CPNs in particular saw an increase in usage this past year as Point Predictive’s Synthetic Identity Risk Index continues to surge, increasing 500 percent since 2017.
Credit Washing on the Rise
Credit washing saw a 162 percent increase year over year with 1.7 percent of all applications analyzed displaying some signs of credit washing fraud. This is a large jump from the 0.3 percent seen just three years ago.
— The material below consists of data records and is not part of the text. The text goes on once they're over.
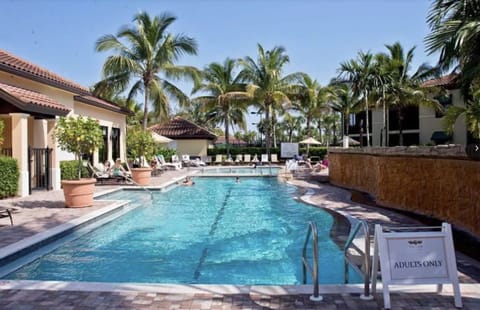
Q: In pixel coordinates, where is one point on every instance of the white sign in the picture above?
(415, 256)
(288, 150)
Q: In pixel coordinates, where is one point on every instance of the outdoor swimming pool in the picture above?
(259, 170)
(215, 232)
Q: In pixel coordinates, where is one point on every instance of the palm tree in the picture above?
(361, 74)
(310, 99)
(226, 101)
(267, 86)
(471, 112)
(404, 89)
(145, 55)
(346, 102)
(290, 124)
(455, 26)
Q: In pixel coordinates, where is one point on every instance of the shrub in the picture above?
(69, 170)
(140, 143)
(166, 152)
(9, 177)
(80, 136)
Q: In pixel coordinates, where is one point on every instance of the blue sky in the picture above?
(317, 34)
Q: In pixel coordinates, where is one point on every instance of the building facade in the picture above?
(32, 99)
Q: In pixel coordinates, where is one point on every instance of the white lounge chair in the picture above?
(207, 159)
(265, 159)
(238, 158)
(218, 159)
(192, 162)
(164, 164)
(273, 158)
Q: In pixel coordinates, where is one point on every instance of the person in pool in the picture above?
(188, 181)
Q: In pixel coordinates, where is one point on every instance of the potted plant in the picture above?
(80, 136)
(141, 147)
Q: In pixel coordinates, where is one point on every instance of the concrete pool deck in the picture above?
(45, 210)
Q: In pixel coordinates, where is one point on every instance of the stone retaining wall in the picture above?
(439, 182)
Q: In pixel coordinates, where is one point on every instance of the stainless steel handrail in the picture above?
(312, 230)
(366, 257)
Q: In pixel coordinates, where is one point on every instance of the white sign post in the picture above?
(415, 255)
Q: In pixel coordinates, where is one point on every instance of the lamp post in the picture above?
(260, 123)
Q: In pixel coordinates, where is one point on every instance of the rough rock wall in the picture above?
(438, 182)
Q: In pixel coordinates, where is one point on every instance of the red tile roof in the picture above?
(101, 103)
(232, 140)
(449, 80)
(16, 65)
(179, 128)
(31, 101)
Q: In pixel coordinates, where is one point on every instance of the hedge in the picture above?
(69, 170)
(9, 177)
(313, 151)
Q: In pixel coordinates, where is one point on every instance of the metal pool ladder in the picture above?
(364, 253)
(312, 231)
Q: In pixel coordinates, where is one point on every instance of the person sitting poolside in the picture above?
(118, 170)
(188, 181)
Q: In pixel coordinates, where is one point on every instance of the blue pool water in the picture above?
(215, 232)
(260, 170)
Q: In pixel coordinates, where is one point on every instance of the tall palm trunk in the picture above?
(385, 134)
(227, 135)
(366, 118)
(145, 108)
(267, 131)
(400, 126)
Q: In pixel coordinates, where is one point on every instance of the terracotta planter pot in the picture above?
(141, 176)
(78, 193)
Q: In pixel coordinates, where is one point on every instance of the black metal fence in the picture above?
(39, 168)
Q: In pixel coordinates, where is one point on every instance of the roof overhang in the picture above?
(32, 107)
(103, 104)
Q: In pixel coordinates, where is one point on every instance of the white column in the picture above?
(55, 163)
(20, 149)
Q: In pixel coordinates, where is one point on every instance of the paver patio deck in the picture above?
(44, 210)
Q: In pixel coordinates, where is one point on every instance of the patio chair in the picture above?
(164, 164)
(273, 158)
(265, 159)
(7, 212)
(100, 174)
(197, 162)
(238, 159)
(206, 159)
(175, 159)
(218, 159)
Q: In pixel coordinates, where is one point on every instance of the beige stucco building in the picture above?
(188, 138)
(420, 125)
(31, 100)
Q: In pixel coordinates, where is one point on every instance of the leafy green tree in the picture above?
(310, 99)
(145, 55)
(291, 124)
(80, 136)
(345, 102)
(267, 85)
(360, 73)
(404, 88)
(471, 113)
(226, 101)
(455, 33)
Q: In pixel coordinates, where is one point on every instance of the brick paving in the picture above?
(44, 210)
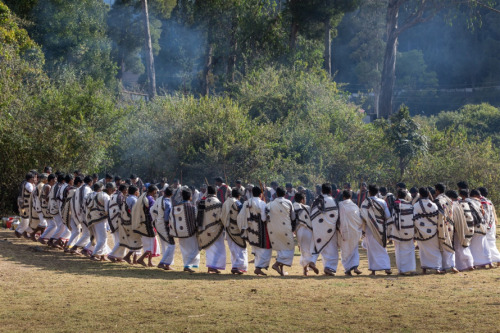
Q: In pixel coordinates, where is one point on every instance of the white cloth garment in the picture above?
(262, 257)
(463, 256)
(330, 254)
(430, 254)
(50, 230)
(101, 246)
(168, 251)
(75, 233)
(405, 256)
(378, 259)
(239, 256)
(305, 238)
(480, 250)
(216, 254)
(189, 251)
(491, 241)
(350, 233)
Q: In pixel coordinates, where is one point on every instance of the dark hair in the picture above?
(256, 191)
(152, 188)
(326, 188)
(424, 192)
(346, 194)
(235, 193)
(383, 190)
(452, 194)
(68, 178)
(401, 194)
(483, 191)
(440, 187)
(132, 189)
(211, 189)
(372, 189)
(475, 193)
(168, 192)
(280, 192)
(186, 194)
(299, 197)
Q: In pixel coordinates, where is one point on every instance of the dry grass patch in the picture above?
(47, 290)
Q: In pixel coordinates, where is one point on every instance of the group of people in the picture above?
(454, 230)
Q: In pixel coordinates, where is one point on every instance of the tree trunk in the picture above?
(328, 47)
(388, 76)
(231, 64)
(150, 64)
(208, 69)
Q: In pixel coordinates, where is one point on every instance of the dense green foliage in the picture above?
(272, 112)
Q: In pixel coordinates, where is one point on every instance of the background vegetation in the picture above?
(246, 89)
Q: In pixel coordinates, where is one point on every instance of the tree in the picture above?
(404, 136)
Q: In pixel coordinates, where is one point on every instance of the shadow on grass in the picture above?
(39, 256)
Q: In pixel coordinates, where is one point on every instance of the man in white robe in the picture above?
(324, 217)
(401, 230)
(445, 227)
(350, 230)
(491, 224)
(161, 217)
(478, 244)
(463, 232)
(237, 245)
(304, 234)
(375, 214)
(426, 217)
(252, 222)
(279, 227)
(211, 231)
(182, 226)
(27, 187)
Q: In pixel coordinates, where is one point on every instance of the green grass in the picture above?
(49, 291)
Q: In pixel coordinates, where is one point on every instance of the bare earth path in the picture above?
(49, 291)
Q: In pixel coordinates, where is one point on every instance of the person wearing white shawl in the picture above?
(463, 232)
(80, 218)
(375, 214)
(252, 223)
(211, 231)
(324, 217)
(350, 230)
(114, 219)
(237, 245)
(97, 216)
(478, 244)
(281, 214)
(142, 224)
(182, 225)
(160, 212)
(304, 234)
(44, 202)
(445, 227)
(401, 230)
(426, 217)
(491, 224)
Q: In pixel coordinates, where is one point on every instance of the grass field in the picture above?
(48, 291)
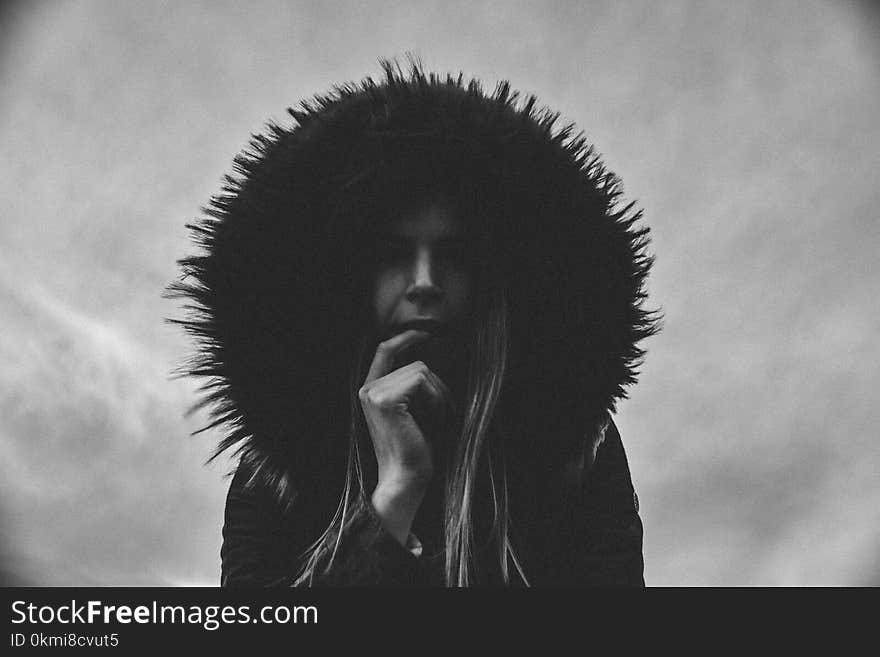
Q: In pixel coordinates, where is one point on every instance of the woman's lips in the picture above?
(433, 326)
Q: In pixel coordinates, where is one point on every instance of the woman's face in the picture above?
(424, 279)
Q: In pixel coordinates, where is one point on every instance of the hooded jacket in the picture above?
(275, 304)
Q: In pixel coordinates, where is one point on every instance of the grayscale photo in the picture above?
(308, 295)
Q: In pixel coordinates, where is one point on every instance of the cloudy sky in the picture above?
(749, 132)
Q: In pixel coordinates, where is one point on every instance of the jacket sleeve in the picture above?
(262, 546)
(598, 532)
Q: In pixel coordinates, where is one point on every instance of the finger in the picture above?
(383, 361)
(443, 389)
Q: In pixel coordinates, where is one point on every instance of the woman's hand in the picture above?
(391, 400)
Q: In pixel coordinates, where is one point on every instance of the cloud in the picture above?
(748, 132)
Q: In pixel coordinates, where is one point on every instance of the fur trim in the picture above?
(272, 300)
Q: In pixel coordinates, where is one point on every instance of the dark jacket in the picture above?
(275, 302)
(588, 536)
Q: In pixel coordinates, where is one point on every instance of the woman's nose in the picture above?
(424, 283)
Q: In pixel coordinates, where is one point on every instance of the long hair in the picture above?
(266, 298)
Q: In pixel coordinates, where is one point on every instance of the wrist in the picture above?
(396, 503)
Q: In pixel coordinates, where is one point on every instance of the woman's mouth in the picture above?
(433, 326)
The practice of filing fraudulent identity theft claims to clean up credit reports is no longer a niche strategy and appears to be gaining a real foothold alongside synthetic identity fraud. The combination of credit washing, synthetic identity fraud and identity theft accounted for 45 percent of all auto lending fraud in 2024, an increase of 41 percent year over year.
AI-Powered Fraud Emerges
Some of the more frightening threats for lenders are the ones that are still emerging in the market such as AI generators and deepfake tools. Point Predictive’s analysis of fraud focused Telegram channels saw a 644 percent increase in conversations about AI-powered fraud.
A few of the biggest emerging threats included synthetic identity generators, AI generated fake ID documents and AI enabled impersonation scams utilizing deepfake audio and video. While not as immediately widespread as the other types of fraud analyzed, use of these tools is growing fast, and auto lenders should remain vigilant as their use continues to increase.
Other Key Insights
Some more takeaways from the report include:
- Bust-out fraud increased by six percent year over year.
- True name identity theft saw an increase of 4 percent year over year, now representing $1.6 billion in fraud risk.
- Point Predictive’s Early Payment Default Risk Index has increased by 10.6 percent since early 2024.
- Systematic Dealer Risk, such as powerbooking and using fake employment for borrowers, increases lenders’ default risk by as much as 500 percent.
As fraud risk continues to rise, it is important for lenders to stay vigilant against threats and knowledgeable about how the fraud landscape is changing.
“This data enables us to provide solutions that assist lenders in funding loans that do not contain fraud and misrepresentation while avoiding the losses associated with the array of hidden schemes that can lead to defaulted loans,” said Grace.